Transplantation of C-kit+ cells in mice submandibular glands can renovate function and morphology and retrieve salivary glands from irradiation damage. Interestingly, these C-kit+ cells are also detected in human salivary glands [12],[22]. Whether these C-kit+ cells in humans have the same repairing potential needs to be investigated.

The eventual objective of SC transplantation is regeneration of the function of the salivary gland through differentiation of these transplanted SCs into functional salivary gland cells [12]. So this study aimed to assess the regenerative potential of SGSC transplantation in gamma-irradiated rat SMSGs using immunohistochemical markers C-kit, PCNA, and caspase 3.


  Materials and methods Top


Study design

Forty-six adult male albino rats weighing around 150–200 g were selected as the material of the study from the Animal House of the National Research Center. The rats were given ad-libitum access to food and water. The SMSGs were harvested from five healthy donor rats under aseptic conditions and used as a source of stem cells. The remaining 41 rats were grouped as follows: group I (normal control) (n=5 rats), served as the normal untreated control group; group II (irradiation group ‘IR’) (n=18 rats); and group III (irradiation and transplantation group ‘IR+TR’) (n=18 rats). They were subdivided into two subgroups: subgroup A (n=9 rats), which was injected locally into the SMSGs with SG-derived stem cells at 3 days of stem cells culture, and subgroup B (n=9 rats), which was injected locally into the SMSGs with SG-derived stem cells at 10 days of stem cells culture. Group II and group III were subjected to whole-body gamma radiation with a single dose of 6 Gy.

Ethical approval

All experiments were approved by the Ethical Committee on animal testing of the National Research Centre with no. 15062.

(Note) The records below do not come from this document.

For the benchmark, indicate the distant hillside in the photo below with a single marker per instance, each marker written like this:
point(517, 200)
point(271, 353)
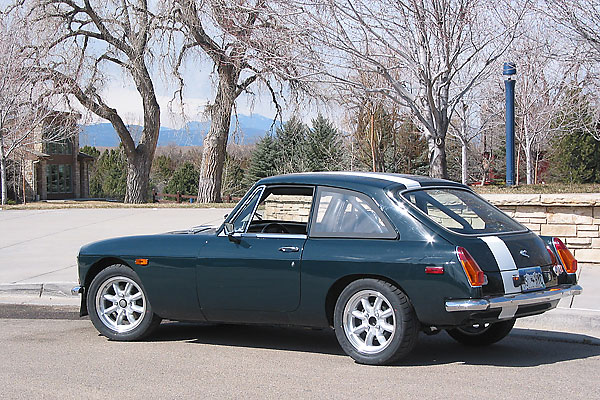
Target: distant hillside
point(250, 129)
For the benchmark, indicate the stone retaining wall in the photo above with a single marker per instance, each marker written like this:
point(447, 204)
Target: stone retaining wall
point(575, 218)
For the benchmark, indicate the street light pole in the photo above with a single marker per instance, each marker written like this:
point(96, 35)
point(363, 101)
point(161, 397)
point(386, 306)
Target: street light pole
point(509, 70)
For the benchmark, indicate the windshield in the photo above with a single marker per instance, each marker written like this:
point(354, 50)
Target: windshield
point(462, 211)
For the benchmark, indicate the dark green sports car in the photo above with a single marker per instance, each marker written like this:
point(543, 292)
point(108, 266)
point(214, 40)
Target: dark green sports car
point(378, 257)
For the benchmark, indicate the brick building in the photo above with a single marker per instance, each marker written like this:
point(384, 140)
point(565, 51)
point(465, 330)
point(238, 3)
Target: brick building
point(56, 169)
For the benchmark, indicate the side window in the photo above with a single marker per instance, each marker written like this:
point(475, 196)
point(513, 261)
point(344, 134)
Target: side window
point(283, 210)
point(242, 220)
point(345, 213)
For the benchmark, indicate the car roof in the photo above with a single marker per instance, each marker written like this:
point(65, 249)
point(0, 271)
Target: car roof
point(355, 179)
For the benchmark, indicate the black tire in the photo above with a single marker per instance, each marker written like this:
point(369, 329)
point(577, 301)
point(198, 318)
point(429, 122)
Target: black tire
point(130, 303)
point(482, 334)
point(395, 344)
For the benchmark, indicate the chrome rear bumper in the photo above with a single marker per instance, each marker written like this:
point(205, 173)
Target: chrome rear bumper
point(513, 301)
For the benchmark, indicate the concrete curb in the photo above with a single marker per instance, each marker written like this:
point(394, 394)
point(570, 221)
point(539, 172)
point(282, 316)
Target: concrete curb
point(570, 325)
point(38, 289)
point(553, 336)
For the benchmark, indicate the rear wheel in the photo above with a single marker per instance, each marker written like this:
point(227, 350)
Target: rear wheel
point(118, 304)
point(374, 322)
point(482, 334)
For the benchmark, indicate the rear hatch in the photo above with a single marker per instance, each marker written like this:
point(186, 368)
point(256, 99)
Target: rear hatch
point(513, 258)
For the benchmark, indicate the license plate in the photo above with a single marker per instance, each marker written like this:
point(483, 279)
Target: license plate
point(531, 279)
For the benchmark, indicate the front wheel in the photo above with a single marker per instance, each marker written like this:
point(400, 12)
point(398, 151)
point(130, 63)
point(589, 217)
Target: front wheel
point(119, 307)
point(482, 334)
point(374, 322)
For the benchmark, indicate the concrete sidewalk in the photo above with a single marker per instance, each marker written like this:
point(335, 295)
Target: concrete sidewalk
point(38, 250)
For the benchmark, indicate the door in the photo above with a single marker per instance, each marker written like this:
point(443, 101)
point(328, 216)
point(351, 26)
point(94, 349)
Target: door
point(257, 269)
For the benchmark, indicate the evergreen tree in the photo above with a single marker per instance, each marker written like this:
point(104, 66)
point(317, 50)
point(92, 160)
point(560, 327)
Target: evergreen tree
point(163, 168)
point(109, 175)
point(263, 161)
point(90, 151)
point(324, 150)
point(291, 146)
point(576, 157)
point(184, 180)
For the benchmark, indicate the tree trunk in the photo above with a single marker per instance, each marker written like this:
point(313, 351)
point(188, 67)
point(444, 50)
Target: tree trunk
point(138, 176)
point(215, 143)
point(3, 171)
point(464, 163)
point(529, 161)
point(437, 157)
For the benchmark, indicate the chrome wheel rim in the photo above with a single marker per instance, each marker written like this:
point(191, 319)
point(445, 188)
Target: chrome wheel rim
point(369, 322)
point(120, 304)
point(475, 329)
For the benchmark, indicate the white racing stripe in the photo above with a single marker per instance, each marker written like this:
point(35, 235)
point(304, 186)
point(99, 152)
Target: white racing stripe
point(500, 252)
point(508, 269)
point(409, 183)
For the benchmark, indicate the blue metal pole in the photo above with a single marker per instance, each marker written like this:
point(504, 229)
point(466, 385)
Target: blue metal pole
point(509, 71)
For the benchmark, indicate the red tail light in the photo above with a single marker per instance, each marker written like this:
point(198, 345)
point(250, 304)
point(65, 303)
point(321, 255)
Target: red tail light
point(474, 273)
point(552, 256)
point(566, 258)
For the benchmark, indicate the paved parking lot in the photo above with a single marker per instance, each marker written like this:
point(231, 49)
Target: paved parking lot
point(41, 246)
point(61, 359)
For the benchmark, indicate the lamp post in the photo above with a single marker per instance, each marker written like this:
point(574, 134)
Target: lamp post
point(509, 71)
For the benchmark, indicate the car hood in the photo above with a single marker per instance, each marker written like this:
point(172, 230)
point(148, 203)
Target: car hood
point(180, 244)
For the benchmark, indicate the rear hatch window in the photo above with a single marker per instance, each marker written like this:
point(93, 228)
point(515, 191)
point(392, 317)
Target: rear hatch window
point(462, 212)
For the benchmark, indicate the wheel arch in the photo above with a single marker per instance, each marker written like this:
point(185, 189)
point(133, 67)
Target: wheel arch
point(94, 270)
point(338, 286)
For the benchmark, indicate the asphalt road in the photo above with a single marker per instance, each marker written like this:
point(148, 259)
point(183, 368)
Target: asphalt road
point(65, 358)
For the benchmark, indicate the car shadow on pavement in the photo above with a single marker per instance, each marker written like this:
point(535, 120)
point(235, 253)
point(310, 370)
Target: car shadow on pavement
point(522, 348)
point(252, 336)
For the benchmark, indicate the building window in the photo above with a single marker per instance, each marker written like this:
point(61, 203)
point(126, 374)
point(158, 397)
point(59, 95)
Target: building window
point(61, 147)
point(58, 178)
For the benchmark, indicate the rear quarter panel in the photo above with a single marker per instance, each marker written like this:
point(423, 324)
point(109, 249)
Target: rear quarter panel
point(327, 261)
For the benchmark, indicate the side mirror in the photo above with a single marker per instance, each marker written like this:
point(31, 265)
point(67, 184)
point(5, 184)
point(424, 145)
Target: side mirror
point(228, 228)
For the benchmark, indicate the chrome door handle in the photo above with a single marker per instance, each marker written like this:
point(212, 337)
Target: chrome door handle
point(289, 249)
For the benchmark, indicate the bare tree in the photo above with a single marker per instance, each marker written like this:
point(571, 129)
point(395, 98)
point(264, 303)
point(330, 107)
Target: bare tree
point(468, 124)
point(25, 103)
point(581, 18)
point(89, 39)
point(544, 86)
point(247, 44)
point(579, 21)
point(420, 47)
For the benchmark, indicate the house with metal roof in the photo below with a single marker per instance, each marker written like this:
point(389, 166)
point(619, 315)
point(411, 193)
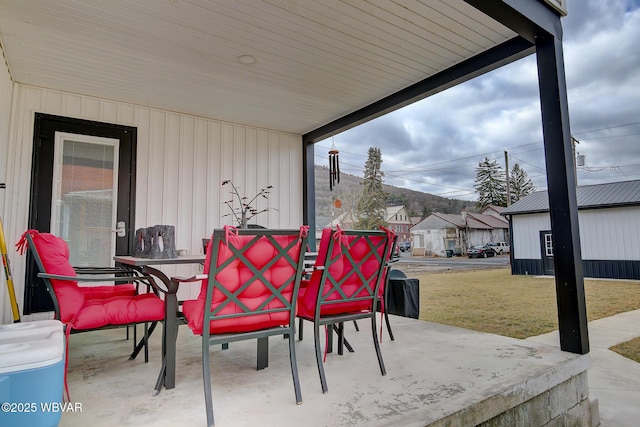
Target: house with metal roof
point(439, 233)
point(609, 224)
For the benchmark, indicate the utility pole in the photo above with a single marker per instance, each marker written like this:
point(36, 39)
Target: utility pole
point(506, 168)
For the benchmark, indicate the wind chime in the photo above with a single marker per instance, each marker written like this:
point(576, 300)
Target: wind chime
point(334, 166)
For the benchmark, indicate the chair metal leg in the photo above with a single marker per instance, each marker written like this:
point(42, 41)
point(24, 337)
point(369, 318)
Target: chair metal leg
point(316, 338)
point(346, 342)
point(386, 319)
point(383, 371)
point(294, 369)
point(146, 342)
point(206, 379)
point(140, 344)
point(160, 380)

Stem cell isolation and culture

Under general anesthesia (ketamin intraperitoneally at a dose of 0.2 ml/100 g), the SMSGs were harvested from five healthy donor rats under aseptic conditions and used as a source of stem cells. Following submandibular gland dissection, salivary gland cells were isolated and cultured. Cell suspensions were prepared by first mechanically disrupting the gland, followed by enzymatic digestion with collagenase type II (Gibco (California, USA), Life Technologies (California, USA)). Then the tissue suspensions were filtered using a strainer (Becton/Dickinson, New Jersy, USA), and collected cells were centrifuged for 10 min to obtain the cell pellets. Then the cell pellets were subjected to magnetic cell sorting of C-kit cells using magnetic-activated cell sorting (MACS) kits (MiniMACS; Miltenyi Biotec, Bergisch Gladbach, Germany).

Flow cytometric analysis

After reaching confluence, the isolated cells were characterized by flow cytometric analysis using CD24 stem cell marker, as primary culture was dissociated into single cells using 0.05% trypsin–EDTA and stained with CD24 antibodies as well as C-kit antibodies to confirm sorting of C-kit+ cell population. Cell analysis was performed using Cytomics FC 500 Flow Cytometer (Beckman Coulter, Miami, Florida, USA), analyzed using CXP Software version 2.2 (Beckman Coulter Inc., Brea California, USA), and evaluated with fluorescent analysis cell sorting scan flow cytometer.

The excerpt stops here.